Первый пулинский путешественник смотрел на заработанные сокровища и не мог заставить себя заглянуть под крышки. Ощущение, что он добровольно поучаствовал в чем-то крайне мерзком и низком, обрушилось на него, как, в свое время, скала на дядю Кувиса, быстро и неотвратимо.
Только к обеду следующего дня, отойдя на добрых пять миль и от озера, и от зачарованной рощи, Рохля решился сделать привал. Две лепешки с жуками, полбутылки сидра и кусок козьего сыра кого угодно задобрят и умиротворят. Невозможно грызть самого себя, когда сгрыз уже столько вкусного. А потому Эшши наконец решился полюбоваться своей наградой.

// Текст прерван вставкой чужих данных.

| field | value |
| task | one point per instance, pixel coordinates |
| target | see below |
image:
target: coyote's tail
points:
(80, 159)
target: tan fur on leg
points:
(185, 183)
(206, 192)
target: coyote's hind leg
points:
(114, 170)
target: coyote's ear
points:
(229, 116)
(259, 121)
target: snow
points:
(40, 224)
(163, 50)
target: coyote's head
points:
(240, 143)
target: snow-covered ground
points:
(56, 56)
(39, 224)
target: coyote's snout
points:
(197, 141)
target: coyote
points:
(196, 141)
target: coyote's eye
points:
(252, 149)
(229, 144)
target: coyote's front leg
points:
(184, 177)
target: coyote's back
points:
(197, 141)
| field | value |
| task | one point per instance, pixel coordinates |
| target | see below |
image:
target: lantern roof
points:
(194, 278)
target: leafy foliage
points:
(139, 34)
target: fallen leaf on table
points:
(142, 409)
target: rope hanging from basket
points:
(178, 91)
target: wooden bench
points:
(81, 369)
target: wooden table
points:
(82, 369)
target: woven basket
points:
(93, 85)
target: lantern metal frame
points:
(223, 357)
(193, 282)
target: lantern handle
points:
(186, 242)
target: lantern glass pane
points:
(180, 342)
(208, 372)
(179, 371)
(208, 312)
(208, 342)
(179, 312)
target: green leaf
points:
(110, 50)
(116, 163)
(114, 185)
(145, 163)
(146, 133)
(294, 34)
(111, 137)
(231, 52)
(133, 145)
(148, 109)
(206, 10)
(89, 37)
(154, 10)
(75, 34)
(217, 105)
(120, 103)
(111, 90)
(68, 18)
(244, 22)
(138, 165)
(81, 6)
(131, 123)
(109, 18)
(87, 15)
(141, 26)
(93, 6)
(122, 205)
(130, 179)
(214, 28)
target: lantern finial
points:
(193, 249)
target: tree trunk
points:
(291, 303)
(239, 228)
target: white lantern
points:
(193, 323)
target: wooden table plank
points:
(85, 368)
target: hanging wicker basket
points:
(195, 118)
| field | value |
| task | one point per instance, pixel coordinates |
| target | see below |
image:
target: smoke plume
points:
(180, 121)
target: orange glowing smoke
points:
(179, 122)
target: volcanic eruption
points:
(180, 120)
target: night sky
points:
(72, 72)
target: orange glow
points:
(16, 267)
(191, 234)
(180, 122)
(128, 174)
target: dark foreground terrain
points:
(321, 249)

Птицы, большие и толстые лениво перекрикивались в ветвях темных разлапистых деревьев, горы на горизонте светились заснеженными верхушками, а в колючем кустарнике, почти сплошняком устилавшем поляну тут и там поблескивали ядовитые красные ягоды. И посреди этого великолепия сидел невысокий ушастый хоблин, и, схватившись за голову, с болью в глазах смотрел на содержимое сундуков.